An analogy comes to mind. I have heard several times that if you actually experience throat dryness, then you are dehydrated, and should've had water a while ago. The time to drink water is before you actually feel a dry throat, so that that symptom never occurs.

This makes sense to me, though how I ought to know exactly when to drink water, I do not know. Perhaps via the logic of my daily activities. Or perhaps it is a question of awareness--everyone needs to feel thirsty to know when to drink, but some people are more aware of feelings of thirst than others.

Likewise, perhaps some people become aware much faster that their thoughts are not relevant to their current activities. Simply focusing on a task that requires one's attention, should theoretically prevent the kind of anxiety I experience when thinking about whatever issue causes anxiety for me. The practice of focusing on the breath should make me more skilled at mental focus in general, and help me to focus on whatever task I attempt.

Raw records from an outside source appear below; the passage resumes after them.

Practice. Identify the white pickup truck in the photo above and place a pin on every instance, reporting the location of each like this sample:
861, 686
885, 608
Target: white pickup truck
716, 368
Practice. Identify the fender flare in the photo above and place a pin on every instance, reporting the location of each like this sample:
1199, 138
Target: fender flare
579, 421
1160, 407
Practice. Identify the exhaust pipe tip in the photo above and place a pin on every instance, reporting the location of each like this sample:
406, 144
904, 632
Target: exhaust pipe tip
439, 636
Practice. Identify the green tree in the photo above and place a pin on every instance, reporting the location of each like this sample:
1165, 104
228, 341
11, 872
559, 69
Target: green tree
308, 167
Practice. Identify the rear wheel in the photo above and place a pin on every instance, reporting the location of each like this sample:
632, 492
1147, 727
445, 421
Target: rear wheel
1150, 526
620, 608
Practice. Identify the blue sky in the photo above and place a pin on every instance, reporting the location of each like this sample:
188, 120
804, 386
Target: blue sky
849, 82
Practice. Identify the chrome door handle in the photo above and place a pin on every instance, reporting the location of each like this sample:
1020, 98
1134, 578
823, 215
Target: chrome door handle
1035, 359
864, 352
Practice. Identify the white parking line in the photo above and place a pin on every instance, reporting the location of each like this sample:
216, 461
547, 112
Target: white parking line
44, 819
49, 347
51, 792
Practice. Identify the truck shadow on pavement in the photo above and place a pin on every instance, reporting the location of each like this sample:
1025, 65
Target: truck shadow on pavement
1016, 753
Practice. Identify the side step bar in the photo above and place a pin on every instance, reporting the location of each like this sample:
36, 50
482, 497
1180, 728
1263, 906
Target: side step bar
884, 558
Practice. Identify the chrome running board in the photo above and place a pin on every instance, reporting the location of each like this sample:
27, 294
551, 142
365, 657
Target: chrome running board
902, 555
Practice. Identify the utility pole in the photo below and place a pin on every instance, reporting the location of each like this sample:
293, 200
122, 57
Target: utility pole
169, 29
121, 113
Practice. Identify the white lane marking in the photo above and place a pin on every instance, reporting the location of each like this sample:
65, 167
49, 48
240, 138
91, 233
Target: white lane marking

That is another reason I am very interested in meditation--to help me achieve a better quality of focus while pursuing other goals (and this is closer to the line of the rest of this thread, I think). I'm not only distracted by anxiety-causing thoughts; I have a mind that tends to wander in general. This has a negative effect on, for example, my guitar practice and playing. I have seen many instrumentalists say that it is ideal to always be breathing while playing, and to make sure one isn't constricting one's breath or tensing up unnecessarily. This has been a great challenge for me, and one that I do not work on often enough.

I think that the ideal would be to keep a clear, calm mind at all times, and to integrate fuller breathing with every single daily activity. So when I think of it, I don't just sit down to meditate--I try to do it while I am actually being productive as well. That is, if I am doing a task that is automated enough that my mind can wander, then it is very good for me, instead of letting my mind wander, to focus on the breath, and posture as well, volitionally releasing any unnecessary tension.

The key is, again, thinking of it, and upon thinking of it, having the discipline to do it. It takes effort!